Here's a readable solution using a dictionary:
d = {}
for k in file1:
d[k] = 0
for line in file2:
v, k = line.split()
d[k] = v
for k in sorted(d):
print d[k], k
You can try something like:
l1 = open('file1').read().split()
l2 = [line.split() for line in open('file2')]
for x, y in zip(l1, l2):
if x not in y:
print 0, x
print ' '.join(y)
but if you follow your logic, the output should be
358 47
0 48
450 49
0 49
56 50
and not
358 47
0 48
450 49
56 50
def file_process(filename1, filename2):
# read first file with zeroes as values
with open(filename1) as fp:
adict= dict( (line.rstrip(), 0) for line in fp)

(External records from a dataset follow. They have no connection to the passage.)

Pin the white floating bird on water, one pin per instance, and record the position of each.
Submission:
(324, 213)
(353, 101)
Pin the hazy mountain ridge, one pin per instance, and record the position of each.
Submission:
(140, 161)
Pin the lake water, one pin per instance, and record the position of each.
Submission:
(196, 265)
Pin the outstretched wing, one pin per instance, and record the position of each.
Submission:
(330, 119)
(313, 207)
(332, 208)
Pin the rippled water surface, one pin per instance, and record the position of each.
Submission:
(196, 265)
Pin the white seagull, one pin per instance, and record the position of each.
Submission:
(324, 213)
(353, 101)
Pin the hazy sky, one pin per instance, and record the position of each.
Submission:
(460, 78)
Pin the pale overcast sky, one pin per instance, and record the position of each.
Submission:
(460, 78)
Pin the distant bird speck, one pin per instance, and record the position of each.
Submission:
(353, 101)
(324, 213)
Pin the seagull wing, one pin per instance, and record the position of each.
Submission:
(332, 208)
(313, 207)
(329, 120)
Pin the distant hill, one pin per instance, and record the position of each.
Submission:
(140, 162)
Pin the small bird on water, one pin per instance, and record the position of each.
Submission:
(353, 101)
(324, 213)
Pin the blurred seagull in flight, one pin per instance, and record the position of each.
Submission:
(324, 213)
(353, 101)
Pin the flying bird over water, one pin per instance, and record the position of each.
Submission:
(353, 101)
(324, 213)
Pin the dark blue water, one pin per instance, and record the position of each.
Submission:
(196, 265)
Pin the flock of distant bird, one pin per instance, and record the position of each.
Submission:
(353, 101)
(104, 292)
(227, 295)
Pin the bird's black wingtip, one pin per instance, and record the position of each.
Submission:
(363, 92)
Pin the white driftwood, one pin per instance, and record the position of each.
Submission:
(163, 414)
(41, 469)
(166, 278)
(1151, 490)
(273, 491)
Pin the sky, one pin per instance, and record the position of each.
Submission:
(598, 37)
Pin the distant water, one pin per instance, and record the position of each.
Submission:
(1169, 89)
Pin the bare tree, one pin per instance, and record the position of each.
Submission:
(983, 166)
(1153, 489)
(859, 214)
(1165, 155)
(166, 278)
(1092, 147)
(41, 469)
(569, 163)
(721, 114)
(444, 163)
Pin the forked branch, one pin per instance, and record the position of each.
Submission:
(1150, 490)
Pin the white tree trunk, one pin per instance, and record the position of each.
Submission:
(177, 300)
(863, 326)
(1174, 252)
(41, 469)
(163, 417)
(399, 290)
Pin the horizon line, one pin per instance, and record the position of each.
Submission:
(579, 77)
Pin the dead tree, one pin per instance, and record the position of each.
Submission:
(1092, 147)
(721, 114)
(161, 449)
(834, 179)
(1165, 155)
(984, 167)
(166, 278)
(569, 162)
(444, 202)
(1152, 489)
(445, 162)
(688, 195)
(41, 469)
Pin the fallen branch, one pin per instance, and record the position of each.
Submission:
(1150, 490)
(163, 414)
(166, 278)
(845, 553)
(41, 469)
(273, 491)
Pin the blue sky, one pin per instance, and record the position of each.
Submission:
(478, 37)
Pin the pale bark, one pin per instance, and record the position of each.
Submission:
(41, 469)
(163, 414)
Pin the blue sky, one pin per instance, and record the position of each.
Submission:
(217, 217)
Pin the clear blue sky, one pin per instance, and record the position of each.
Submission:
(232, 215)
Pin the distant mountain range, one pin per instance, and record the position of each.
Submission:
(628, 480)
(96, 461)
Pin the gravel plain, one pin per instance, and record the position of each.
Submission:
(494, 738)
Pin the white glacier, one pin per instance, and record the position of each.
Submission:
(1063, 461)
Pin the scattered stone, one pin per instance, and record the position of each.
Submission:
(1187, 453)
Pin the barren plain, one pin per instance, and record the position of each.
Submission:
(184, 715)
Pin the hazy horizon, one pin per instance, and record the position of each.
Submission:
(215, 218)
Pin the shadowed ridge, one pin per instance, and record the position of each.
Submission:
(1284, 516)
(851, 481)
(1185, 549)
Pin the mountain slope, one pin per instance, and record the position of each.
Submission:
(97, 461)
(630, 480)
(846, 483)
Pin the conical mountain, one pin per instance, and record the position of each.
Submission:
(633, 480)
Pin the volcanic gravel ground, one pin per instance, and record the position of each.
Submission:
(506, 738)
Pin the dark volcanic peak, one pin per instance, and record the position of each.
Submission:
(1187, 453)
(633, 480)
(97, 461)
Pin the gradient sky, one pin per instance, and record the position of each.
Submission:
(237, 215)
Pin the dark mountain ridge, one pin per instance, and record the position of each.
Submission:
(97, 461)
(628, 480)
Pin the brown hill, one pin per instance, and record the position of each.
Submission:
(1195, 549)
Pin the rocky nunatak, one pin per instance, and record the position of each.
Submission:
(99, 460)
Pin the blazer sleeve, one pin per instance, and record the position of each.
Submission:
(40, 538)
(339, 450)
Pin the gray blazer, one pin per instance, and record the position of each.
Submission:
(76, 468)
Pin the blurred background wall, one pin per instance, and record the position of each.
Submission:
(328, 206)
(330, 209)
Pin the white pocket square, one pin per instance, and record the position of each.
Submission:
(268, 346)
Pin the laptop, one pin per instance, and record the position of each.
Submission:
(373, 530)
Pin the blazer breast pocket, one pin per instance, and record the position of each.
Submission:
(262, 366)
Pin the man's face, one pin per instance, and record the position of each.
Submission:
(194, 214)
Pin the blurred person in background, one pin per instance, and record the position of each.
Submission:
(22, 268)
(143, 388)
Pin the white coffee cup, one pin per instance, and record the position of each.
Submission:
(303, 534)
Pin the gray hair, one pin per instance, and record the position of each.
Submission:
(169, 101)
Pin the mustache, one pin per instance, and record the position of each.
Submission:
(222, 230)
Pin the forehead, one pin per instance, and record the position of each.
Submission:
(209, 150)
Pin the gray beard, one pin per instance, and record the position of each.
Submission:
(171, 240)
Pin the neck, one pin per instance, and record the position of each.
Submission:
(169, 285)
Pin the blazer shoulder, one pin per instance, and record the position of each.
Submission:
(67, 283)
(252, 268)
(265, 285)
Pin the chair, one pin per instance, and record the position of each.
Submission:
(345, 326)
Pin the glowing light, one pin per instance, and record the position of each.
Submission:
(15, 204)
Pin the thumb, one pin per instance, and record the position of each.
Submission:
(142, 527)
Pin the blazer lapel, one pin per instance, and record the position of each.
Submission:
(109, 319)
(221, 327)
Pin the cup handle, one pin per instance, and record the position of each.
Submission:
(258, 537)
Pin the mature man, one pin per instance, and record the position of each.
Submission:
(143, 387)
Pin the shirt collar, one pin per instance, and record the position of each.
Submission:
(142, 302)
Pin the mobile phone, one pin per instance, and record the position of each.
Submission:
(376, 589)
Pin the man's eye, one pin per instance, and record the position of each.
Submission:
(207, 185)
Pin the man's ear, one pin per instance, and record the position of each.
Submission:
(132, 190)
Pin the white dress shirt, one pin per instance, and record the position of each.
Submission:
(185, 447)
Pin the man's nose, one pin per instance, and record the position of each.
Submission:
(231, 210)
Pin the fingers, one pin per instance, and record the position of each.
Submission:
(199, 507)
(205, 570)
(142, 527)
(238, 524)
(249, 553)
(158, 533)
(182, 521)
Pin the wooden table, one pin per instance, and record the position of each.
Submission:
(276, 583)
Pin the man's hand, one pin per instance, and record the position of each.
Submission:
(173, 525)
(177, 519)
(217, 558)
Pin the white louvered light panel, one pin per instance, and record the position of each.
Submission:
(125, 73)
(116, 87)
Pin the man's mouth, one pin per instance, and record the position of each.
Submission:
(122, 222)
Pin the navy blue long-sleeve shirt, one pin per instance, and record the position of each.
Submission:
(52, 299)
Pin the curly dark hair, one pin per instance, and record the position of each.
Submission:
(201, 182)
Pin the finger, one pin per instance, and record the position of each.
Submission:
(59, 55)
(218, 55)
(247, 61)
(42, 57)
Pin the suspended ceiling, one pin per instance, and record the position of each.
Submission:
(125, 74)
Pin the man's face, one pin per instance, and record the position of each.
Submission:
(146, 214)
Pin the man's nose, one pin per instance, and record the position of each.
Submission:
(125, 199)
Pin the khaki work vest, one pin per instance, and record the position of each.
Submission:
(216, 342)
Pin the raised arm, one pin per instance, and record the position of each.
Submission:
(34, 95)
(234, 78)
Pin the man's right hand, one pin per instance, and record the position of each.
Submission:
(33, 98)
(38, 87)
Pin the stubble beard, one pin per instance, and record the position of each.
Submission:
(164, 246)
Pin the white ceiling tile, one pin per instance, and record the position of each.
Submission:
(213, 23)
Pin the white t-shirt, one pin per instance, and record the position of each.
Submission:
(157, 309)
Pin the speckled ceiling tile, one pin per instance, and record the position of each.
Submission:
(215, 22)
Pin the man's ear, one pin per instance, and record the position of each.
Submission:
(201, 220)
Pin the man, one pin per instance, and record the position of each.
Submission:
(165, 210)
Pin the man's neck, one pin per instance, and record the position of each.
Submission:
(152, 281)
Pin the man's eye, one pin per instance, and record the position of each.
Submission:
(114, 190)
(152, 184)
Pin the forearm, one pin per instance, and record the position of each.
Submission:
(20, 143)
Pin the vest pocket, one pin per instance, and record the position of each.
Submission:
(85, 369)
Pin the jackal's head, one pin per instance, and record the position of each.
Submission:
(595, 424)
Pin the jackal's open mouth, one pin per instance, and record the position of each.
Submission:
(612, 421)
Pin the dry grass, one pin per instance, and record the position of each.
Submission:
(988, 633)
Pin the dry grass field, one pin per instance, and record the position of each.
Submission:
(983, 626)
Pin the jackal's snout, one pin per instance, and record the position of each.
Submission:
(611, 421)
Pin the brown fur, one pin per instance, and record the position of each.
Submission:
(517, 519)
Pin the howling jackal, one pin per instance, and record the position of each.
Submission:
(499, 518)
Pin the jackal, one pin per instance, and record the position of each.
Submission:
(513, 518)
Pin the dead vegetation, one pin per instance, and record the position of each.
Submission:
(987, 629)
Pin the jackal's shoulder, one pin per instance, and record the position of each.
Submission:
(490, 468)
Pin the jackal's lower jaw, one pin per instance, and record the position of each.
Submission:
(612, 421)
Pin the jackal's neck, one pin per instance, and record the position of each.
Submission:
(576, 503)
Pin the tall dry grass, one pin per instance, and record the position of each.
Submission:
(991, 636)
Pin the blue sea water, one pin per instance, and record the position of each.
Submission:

# read second file as "value key"
with open(filename2) as fp:
adict.update(
line.rstrip().partition(" ")[2::-2] # tricky, read notes
for line in fp)
for key in sorted(adict):
yield adict[key], key
fp= open("output_file", "w")
fp.writelines("%s %s\n" % items for items in file_process("file1", "file2"))
fp.close()
str.partition(" ") returns a tuple of (pre-space, space, post-space). By slicing the tuple, starting at item 2 (post-space) and moving by a step of -2, we return a tuple of (post-space, pre-space), which are (key, value) for the dictionary that describes the solution.
PS Um :) I just noticed that my answer is essentially the same as Daniel Stutzbach's.